Perhaps the most important ingredient necessary for PCR is the Template DNA. This is the DNA of interest, the master copy that the scientist intends to reproduce thousands or millions of times. In PCR, this template (which is double stranded like most DNA) is denatured and split into two complimentary single strands. This allows for binding of the primers. Primers are small, single-stranded pieces of DNA that have been engineered to bind to the template DNA at a specific place and serve as the origin of replication. Once the primer is bound, this allows for the attachment of the DNA Polymerase, which begins the process of DNA replication. The polymerase used in PCR is uniquely thermostable. Most DNA polymerases denature and are destroyed in the high temperatures necessary to denature the template DNA, preventing the automation of multiple cycles. PCR uses Taq Polymerase, a DNA polymerase extracted from bacteria found in hot springs, that is capable of withstanding the extreme temperatures needed for PCR and allows for its repeated use over many cycles. Once the Taq Polymerase is bound, it reads the template strand and adds the required complimentary building blocks, known as deoxyribonucelotide triphosphates (dNTPs), to copy the DNA. dNTPs are the individual nucleic acids that join together to make DNA. There are 4 deoxyribonucleotides: Adenine (A) Thymine (T) Guanine (G) and Cytosine (C). A and T are compliments, as are G and C. Taq Polymerase continues down the template DNA strand, adding the complimentary dNTP's until the replication cycle has completed. Taq Polymerase needs a particular concentration of Magnesium Chloride in its presence to effectively function; too little Magnesium Chloride will cause the polymerase to work slowly and inefficiently, while too much Magnesium Chloride will cause the polymerase to work too quickly and make errors in replication. This process of PCR is performed in many consecutive cycles, with the number of DNA copies doubling with each consecutive cycle.

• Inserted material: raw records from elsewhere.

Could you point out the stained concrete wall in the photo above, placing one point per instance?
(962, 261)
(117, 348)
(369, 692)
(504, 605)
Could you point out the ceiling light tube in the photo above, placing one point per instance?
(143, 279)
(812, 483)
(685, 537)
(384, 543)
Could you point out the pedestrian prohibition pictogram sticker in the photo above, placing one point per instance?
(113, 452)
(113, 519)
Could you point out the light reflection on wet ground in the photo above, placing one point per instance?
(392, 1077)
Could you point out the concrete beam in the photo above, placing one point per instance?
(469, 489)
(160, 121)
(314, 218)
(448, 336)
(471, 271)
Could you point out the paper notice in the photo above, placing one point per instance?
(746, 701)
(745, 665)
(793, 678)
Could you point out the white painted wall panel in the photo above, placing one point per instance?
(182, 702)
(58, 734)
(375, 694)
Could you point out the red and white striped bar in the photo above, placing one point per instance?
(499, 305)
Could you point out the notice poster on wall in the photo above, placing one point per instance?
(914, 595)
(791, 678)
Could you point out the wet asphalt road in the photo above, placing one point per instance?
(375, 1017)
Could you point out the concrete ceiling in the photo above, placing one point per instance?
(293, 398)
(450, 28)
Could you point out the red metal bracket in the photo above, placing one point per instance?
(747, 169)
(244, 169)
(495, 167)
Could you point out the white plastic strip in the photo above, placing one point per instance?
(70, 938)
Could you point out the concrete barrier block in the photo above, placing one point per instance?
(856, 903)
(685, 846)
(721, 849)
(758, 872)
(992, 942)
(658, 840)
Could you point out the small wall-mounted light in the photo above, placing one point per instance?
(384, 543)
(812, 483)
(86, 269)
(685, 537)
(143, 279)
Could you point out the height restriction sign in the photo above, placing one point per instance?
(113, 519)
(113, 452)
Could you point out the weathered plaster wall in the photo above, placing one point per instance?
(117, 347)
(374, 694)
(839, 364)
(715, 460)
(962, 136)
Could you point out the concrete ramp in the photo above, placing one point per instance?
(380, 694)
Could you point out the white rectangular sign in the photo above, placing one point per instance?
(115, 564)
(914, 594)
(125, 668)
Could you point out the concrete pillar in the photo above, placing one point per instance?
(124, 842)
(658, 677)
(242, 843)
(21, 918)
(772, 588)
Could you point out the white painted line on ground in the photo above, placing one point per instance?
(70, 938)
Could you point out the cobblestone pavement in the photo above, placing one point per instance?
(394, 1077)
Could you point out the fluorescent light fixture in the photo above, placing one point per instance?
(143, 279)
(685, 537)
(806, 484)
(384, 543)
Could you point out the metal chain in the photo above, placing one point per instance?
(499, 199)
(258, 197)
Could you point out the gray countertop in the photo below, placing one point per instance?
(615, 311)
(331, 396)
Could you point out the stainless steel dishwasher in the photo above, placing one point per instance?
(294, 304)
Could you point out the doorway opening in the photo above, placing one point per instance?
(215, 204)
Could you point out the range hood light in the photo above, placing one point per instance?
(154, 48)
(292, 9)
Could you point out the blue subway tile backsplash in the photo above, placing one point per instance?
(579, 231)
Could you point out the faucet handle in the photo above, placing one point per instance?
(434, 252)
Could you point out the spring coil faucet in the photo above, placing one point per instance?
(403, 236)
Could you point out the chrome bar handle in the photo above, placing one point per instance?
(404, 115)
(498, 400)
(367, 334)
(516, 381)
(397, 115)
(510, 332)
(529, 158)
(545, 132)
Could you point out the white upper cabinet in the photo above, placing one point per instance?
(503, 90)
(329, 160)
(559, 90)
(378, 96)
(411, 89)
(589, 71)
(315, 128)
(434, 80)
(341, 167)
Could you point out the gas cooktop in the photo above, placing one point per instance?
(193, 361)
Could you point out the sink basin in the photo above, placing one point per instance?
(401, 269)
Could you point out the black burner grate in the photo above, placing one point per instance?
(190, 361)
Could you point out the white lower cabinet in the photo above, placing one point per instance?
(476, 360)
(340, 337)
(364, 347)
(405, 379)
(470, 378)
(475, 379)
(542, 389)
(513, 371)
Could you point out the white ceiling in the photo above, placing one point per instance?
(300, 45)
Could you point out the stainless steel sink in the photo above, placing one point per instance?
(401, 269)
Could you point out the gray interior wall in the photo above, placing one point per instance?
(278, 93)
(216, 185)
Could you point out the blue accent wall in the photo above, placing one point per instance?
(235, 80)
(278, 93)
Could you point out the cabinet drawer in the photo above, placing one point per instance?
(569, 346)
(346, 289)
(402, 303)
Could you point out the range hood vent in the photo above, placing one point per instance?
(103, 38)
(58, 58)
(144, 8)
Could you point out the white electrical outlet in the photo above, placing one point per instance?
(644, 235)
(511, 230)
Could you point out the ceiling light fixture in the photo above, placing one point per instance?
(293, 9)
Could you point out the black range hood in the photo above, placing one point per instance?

How Does a PCR Thermocycler Work? What Steps are Needed for Proper PCR?

1. Initial Step - Here, the PCR machine is heated at 95°C for 3 minutes. This is only done once, in the beginning of the process. The purpose is to bring the machine up to a constant temperature before beginning the PCR process and to thaw out any necessary ingredients that may have been frozen

2. Denaturing - This step signifies the beginning of each PCR cycle. Here, the DNA is heated to 95°C for 30 seconds. This heat causes the template DNA strands to denature and split from double stranded to single stranded

3. Annealing - This next step, in which the temperature is held at 57°C for 30 seconds, is when the small primers will find the sequences on the template DNA they were designed to bind and serve as origins of replication

4. Extending - This is the last step of the PCR cycle, where the temperature is held at 72°C for 30 seconds. In this step the Taq Polymerase binds to the primers on the template DNA and replicates it by reading the template strand and adding the appropriate dNTP's as it progresses.

5. Final Step - At the end of the desired number of PCR cycles, the temperature is held at 72°C for 3 minutes. This step allows the polymerase to finish its last cycle and signifies the end of the PCR process

6. Final Hold - In the event that the newly created DNA will be stored for later use, the DNA is chilled to 4°C and held there until it is removed from the thermocycler. This prevents DNA degradation and unwanted water condensation.